Where Have They Laid My Lord?
A pilgrim's tale of two tombs.
by Wendy Murray Zoba | posted 3/03/1997 12:00AM
Standing inside the rustic grotto known as the Garden Tomb during my first trip to Israel was as close as I came to apprehending that Jesus really did everything the Gospels said he had done. Not that I doubted the Scriptures; I believe them with all my heart. But something about feeling the dampness of the cave walls, smelling the musty air, visualizing the strain with which Joseph and Nicodemus would have heaved Jesus' lifeless body through a narrow entrance, and fathoming the darkness that would have swallowed it up once the daylight was sealed out of it startled me with the brutality of the Incarnation and the grisly cost of our salvation.
Prior to this moment my musings had focused on catching a phantasmal glimpse of Jesus walking the dusty hillsides of Nazareth or hearing his distant echo on the Mount of Beatitudes. His ghost was remotely perceivable as we crossed the Sea of Galilee when the mist on the lake brought me within an angel's breath of seeing him out there walking on the water.

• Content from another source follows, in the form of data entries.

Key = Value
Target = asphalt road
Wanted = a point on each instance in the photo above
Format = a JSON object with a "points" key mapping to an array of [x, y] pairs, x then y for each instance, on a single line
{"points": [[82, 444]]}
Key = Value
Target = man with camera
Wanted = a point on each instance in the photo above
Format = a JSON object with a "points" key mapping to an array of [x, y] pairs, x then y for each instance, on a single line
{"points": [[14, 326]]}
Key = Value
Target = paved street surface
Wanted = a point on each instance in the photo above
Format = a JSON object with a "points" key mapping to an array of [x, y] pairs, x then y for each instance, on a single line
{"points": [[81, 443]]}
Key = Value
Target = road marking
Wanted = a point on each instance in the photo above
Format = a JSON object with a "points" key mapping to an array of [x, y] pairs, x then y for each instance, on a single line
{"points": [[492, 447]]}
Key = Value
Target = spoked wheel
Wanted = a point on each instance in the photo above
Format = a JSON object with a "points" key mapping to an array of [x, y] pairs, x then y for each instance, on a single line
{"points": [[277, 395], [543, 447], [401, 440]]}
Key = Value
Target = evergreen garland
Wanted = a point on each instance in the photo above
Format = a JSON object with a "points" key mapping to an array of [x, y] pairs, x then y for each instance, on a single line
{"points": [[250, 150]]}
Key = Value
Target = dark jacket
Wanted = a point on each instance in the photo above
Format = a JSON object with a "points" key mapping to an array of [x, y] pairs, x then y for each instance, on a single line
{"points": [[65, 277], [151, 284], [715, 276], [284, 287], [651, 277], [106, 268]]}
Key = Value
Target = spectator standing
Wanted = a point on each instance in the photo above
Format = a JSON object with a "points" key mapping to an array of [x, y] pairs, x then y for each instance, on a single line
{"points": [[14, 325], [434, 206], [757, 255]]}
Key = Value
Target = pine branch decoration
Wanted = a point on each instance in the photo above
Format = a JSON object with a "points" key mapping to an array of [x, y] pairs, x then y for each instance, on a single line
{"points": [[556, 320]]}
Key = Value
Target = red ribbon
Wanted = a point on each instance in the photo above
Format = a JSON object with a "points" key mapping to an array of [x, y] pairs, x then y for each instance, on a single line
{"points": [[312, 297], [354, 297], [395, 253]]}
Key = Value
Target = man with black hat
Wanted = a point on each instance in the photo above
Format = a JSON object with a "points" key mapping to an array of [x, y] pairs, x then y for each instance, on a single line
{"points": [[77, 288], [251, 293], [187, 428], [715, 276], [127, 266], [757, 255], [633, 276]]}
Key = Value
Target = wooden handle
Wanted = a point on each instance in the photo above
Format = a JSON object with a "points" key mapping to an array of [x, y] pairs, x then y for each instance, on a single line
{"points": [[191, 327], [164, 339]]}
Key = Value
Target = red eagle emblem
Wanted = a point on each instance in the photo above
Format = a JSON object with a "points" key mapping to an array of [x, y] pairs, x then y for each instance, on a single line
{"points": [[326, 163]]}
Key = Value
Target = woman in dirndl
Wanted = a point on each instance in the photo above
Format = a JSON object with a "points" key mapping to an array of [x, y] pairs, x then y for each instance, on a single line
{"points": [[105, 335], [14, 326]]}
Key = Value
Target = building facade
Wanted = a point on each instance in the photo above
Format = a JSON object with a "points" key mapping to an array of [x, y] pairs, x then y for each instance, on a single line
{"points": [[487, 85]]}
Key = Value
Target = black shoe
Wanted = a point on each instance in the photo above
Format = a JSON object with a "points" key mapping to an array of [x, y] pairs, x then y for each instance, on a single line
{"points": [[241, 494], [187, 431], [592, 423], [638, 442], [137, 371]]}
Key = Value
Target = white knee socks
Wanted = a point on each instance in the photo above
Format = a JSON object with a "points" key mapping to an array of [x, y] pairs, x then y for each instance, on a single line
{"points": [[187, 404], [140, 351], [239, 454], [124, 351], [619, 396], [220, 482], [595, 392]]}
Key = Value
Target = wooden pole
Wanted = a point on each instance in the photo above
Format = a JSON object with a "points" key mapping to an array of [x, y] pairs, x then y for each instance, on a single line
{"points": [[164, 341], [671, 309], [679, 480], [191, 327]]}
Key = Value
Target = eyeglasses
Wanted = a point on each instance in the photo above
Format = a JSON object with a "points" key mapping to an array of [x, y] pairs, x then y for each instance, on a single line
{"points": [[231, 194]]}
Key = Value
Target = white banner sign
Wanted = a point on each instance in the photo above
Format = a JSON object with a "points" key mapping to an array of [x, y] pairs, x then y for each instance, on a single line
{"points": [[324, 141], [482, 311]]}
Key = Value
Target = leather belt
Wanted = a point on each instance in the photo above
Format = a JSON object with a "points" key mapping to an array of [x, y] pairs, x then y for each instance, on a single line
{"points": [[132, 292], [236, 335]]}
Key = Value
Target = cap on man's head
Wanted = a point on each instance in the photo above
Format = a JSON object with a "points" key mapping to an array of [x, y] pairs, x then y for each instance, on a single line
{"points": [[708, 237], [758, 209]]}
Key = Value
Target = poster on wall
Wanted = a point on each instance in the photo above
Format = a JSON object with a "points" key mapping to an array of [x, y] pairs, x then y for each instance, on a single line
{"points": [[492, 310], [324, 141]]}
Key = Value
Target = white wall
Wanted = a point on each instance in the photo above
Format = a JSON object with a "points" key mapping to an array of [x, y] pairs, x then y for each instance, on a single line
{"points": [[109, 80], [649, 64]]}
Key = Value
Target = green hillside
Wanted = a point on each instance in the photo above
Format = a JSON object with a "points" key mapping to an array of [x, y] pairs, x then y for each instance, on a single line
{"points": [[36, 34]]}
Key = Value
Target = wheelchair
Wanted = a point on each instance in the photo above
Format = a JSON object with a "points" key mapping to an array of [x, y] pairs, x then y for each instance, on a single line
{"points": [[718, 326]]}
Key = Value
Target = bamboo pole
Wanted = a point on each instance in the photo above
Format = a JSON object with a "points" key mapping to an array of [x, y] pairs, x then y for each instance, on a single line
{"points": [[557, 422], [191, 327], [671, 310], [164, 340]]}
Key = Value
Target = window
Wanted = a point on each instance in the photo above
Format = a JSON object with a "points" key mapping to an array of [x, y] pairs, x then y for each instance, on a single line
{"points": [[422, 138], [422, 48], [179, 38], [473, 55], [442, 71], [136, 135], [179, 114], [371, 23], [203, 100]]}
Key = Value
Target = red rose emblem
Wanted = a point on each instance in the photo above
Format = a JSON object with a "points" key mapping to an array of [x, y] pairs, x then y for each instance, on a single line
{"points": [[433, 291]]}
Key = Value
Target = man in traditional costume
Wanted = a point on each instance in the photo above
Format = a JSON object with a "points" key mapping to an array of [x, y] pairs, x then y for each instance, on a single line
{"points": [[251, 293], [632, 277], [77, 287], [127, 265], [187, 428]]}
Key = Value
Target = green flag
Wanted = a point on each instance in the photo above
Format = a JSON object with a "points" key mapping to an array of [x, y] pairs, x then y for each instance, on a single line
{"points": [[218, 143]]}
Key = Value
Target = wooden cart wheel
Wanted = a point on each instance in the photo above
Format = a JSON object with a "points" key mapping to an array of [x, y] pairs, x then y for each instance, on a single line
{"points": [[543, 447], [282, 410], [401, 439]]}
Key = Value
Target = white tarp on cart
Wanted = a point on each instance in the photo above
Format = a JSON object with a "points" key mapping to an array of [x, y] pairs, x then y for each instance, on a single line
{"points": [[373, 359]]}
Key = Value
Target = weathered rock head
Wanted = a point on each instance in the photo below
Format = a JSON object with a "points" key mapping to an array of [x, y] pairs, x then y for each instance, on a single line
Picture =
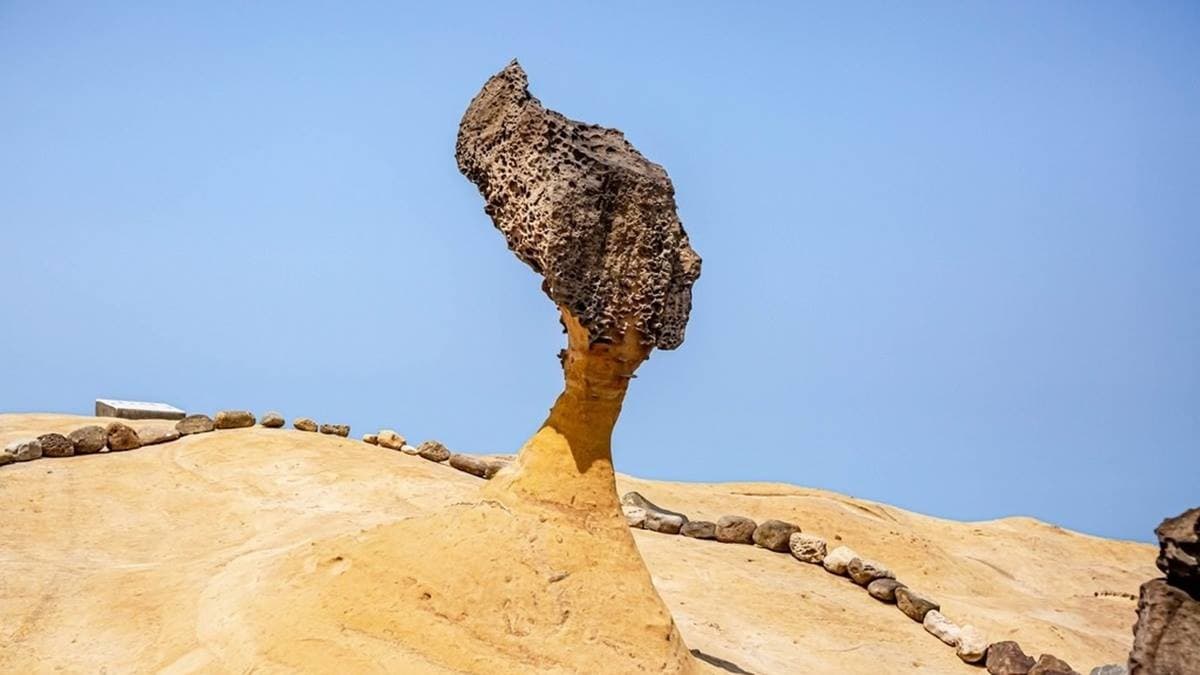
{"points": [[585, 209]]}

But the physicality of the tomb brought me down to earth. Jesus' corpse seemed to lie beside me inside that cave, even though our guide persistently reminded us, "We can't say for sure that this was where his body was laid." But standing there puts you in the situation as it would have occurred, he said.

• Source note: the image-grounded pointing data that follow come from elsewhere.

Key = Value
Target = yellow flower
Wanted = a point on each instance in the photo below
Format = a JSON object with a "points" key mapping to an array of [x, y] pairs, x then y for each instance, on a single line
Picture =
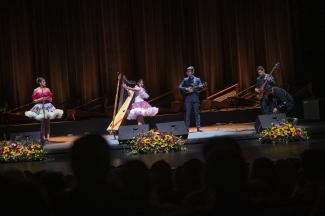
{"points": [[147, 141], [5, 149], [168, 137], [156, 138]]}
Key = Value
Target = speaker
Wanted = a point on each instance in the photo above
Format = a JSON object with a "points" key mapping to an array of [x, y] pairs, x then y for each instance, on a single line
{"points": [[311, 109], [264, 121], [127, 132], [35, 135], [178, 128]]}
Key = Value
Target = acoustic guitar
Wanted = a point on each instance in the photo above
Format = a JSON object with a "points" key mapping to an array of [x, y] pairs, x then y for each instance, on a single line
{"points": [[262, 92], [204, 84]]}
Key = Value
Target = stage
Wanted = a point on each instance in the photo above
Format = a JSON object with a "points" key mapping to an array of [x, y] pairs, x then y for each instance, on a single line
{"points": [[243, 133]]}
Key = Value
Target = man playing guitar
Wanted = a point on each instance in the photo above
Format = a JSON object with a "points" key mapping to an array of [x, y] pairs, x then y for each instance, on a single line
{"points": [[261, 81], [191, 86]]}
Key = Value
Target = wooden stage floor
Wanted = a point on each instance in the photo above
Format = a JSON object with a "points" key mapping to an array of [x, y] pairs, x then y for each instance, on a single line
{"points": [[243, 133]]}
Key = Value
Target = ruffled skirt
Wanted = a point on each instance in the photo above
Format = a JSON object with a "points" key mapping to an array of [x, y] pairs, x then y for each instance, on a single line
{"points": [[50, 112], [141, 108]]}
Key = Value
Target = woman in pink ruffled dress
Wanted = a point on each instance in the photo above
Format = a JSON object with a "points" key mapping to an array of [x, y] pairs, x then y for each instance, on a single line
{"points": [[140, 107], [43, 111]]}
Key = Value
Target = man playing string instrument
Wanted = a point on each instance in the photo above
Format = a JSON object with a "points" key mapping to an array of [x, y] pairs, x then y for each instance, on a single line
{"points": [[191, 86], [266, 100]]}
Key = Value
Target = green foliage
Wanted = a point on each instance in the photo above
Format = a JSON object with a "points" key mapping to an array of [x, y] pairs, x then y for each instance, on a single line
{"points": [[156, 141]]}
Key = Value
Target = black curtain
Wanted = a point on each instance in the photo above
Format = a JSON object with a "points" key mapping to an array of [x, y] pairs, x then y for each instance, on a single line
{"points": [[78, 46]]}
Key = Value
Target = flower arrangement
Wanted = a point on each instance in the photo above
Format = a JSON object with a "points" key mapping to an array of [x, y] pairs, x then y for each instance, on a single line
{"points": [[156, 141], [283, 132], [21, 151]]}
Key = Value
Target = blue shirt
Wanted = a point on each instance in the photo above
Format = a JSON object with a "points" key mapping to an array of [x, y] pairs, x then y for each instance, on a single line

The irony of my climactic moment in the Garden Tomb lies in the fact that the site was not part of our tour's itinerary. Our escort and guide from the Israel Government Tourist Office, Tsion Ben-David, insisted on bringing us to the Garden Tomb because "evangelicals like going there."
The Garden Tomb is regarded as a distant third cousin of the Christian "holy sites." Prior to this stop we had toured the other Christian holy site attributed to the place of Jesus' passion, the Church of the Holy Sepulcher. Greater prestige and historical veracity are ascribed to this locale, winning the affirmation of historians and archaeologists as marking the spot of Jesus' last hours. "It was built only 300 years after Jesus," Tsion said, "so there is a better chance that this will be the place."

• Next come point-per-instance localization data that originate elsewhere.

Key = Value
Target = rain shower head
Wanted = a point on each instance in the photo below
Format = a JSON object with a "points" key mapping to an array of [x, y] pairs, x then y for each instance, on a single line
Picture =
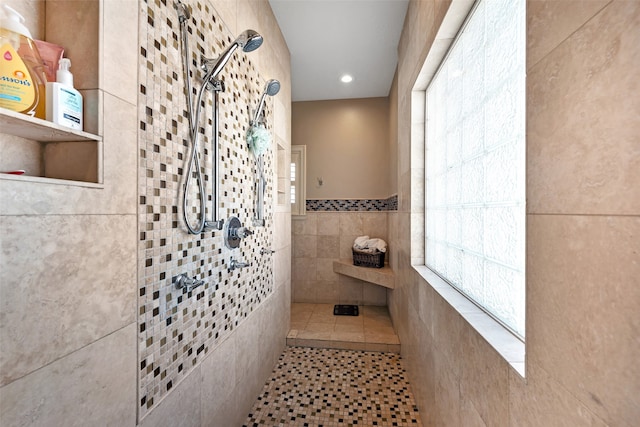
{"points": [[271, 88], [183, 11], [249, 41]]}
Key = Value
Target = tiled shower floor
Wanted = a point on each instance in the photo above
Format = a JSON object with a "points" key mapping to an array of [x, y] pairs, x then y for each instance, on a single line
{"points": [[314, 325], [328, 387]]}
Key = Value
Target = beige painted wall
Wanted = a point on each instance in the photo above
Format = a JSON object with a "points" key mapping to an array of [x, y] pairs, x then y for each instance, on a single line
{"points": [[583, 223], [347, 146], [393, 136]]}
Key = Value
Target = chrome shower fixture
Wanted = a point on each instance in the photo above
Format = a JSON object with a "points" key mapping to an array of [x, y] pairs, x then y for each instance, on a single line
{"points": [[183, 11], [249, 41], [271, 88]]}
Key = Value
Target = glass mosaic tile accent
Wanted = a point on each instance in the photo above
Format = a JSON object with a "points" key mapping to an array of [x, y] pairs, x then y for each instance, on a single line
{"points": [[176, 329], [323, 387], [353, 205]]}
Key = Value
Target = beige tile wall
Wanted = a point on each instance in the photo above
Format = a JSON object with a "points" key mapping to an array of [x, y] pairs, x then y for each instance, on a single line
{"points": [[68, 256], [322, 237], [583, 226], [68, 286]]}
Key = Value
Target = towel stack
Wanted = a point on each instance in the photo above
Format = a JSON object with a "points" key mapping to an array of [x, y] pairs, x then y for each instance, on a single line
{"points": [[368, 245]]}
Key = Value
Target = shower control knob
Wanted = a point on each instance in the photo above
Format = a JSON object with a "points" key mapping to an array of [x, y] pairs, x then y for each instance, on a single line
{"points": [[234, 232], [243, 232]]}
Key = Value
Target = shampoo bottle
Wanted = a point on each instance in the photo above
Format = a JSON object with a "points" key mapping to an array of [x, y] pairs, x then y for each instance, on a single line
{"points": [[22, 77], [64, 103]]}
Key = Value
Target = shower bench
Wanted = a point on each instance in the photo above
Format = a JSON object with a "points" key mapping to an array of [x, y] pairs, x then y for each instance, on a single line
{"points": [[379, 276]]}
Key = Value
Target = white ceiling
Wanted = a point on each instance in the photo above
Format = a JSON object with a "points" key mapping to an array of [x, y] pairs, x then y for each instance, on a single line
{"points": [[329, 38]]}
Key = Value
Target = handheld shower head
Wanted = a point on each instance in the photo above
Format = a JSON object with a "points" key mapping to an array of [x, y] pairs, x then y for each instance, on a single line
{"points": [[271, 88], [249, 41]]}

T he original edifice for the Holy Sepulcher was built around a.d. 326 by Constantine's pious mother, Helena, who made a pilgrimage to the Holy Land after her son legalized the faith. Eusebius wrote in the mid-fourth century that Helena was shown "the very spot that witnessed the Savior's sufferings." Tsion explained, "She got a native guide—an Arab or Jew, we do not know," who took her and showed her all the places associated with Jesus' life and death.
John McRay, professor of New Testament at Wheaton College and author of Archaeology and the New Testament, is confident that Helena's "guide" would have been a reliable associate of the Jerusalem bishopric whose tenure over the Christian church there had been unbroken since the days of Pentecost. "The memory of a place so sacred would never have been forgotten," he says. "The bishops there would have passed that information down to Helena."
In any case, Helena was fully convinced that "the places" this guide showed her were the authentic spots of the events pertaining to Jesus' life and death. So she built churches on them—three, to be exact. The Church of the Ascension stands on the Mount of Olives; the Church of the Nativity encloses what the guide said was the place of Jesus' birth in Bethlehem; and the Church of the Holy Sepulcher holds forth the banner of Christendom inside the walls of Old Jerusalem. Eusebius writes: "The emperor [Constantine] now began to rear a monument to the Savior's victory over death, with rich and lavish magnificence."